Players: Success linked to Conscientiousness (discipline), low Neuroticism (emotional stability), and Practical Intelligence (game sense). EQ self-regulation helps under pressure. Traits like Openness or Extraversion depend on the sport (e.g., creativity in basketball, calm focus in golf).

Coaches: Need many of the same, but more emphasis on Openness (strategy innovation), Agreeableness & Extraversion (communication, motivation), and high EQ (managing people).

Different sports: Team sports require social traits (Extraversion, Agreeableness); individual sports reward focus and calmness.


2. Ranking intelligence types:

Politicians: Practical > Emotional > Analytic > Creative. They need savvy, people skills, then policy knowledge, then new ideas.

Professors: Analytic > Creative > Practical > Emotional. Deep thinking first, then innovation, then navigating academia, then teaching/mentoring.

Store Managers: Practical > Emotional > Analytic > Creative. Operations and people management come first; data use is secondary; creativity is useful but less critical.


3. Ineffective leaders:
They often lacked emotional control, empathy, clear communication, conscientiousness, and openness. Many were rigid, micromanaging, or unfair — which destroyed trust and motivation.

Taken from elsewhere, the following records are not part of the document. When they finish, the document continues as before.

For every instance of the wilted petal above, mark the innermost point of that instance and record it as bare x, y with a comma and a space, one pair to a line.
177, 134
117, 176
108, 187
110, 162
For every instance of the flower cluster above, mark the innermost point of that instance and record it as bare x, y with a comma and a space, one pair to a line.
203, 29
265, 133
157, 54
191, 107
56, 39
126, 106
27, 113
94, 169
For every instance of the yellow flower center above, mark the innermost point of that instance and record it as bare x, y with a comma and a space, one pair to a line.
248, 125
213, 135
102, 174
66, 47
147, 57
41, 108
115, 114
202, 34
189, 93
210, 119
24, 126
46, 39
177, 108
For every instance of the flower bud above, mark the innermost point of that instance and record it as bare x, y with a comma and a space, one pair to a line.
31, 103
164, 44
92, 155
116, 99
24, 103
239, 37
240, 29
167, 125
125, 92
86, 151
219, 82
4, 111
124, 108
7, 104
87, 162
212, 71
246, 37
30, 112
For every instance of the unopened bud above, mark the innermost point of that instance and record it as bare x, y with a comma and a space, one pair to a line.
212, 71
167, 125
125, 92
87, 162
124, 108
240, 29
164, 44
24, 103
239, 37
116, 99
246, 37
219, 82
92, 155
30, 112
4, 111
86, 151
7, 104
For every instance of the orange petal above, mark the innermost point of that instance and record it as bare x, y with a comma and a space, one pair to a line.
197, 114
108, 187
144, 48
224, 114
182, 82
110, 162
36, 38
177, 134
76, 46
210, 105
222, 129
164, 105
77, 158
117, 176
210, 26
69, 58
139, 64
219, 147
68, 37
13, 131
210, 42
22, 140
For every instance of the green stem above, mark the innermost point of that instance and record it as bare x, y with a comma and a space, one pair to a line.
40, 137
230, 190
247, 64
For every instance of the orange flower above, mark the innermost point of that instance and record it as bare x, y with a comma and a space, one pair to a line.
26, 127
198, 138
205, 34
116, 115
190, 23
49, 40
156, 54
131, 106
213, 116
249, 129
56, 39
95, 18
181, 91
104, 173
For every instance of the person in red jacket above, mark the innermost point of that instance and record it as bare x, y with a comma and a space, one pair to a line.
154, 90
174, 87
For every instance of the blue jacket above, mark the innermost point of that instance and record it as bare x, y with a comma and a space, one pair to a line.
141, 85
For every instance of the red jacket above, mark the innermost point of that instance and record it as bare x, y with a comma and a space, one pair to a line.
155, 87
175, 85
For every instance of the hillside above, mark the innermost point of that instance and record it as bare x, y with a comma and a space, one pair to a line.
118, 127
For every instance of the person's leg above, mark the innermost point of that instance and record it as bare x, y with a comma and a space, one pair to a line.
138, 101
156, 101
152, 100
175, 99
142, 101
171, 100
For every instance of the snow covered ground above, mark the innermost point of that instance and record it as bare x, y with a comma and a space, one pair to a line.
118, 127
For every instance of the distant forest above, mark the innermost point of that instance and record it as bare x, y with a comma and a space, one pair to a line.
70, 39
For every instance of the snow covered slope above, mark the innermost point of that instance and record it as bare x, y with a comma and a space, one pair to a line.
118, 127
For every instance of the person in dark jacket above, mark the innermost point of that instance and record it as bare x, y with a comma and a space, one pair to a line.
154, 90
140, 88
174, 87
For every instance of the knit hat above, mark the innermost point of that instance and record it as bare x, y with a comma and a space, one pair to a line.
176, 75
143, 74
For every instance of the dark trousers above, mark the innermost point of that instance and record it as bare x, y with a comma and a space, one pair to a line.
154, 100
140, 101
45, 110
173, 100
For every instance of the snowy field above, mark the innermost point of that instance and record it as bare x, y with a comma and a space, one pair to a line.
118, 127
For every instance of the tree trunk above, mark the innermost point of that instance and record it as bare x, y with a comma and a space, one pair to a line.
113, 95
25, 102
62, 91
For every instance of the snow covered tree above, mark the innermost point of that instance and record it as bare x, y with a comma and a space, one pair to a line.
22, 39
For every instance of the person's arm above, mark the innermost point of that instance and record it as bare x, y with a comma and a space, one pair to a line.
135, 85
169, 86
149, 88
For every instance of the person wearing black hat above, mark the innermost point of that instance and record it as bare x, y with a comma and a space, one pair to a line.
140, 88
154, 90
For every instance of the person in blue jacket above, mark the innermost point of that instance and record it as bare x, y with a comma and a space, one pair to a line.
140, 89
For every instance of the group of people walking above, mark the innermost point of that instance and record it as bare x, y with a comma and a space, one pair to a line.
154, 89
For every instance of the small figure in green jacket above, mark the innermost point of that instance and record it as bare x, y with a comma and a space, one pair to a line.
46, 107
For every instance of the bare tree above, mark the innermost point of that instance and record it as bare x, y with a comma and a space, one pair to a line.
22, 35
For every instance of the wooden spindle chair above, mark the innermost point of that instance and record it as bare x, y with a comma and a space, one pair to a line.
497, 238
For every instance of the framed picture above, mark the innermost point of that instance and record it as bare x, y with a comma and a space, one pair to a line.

4. Intelligence vs wisdom:
Early success often comes from Analytic Intelligence (smart problem-solving). With experience, Practical Intelligence and Emotional Intelligence become more important.

Wisdom is not just intelligence — it adds judgment, perspective, moral balance, and reflection gained from experience.


5. Downsizing & practical intelligence:
Usually reduces practical intelligence because experienced people and knowledge are lost. It may only help if paired with smarter processes, knowledge capture, and redesign of roles.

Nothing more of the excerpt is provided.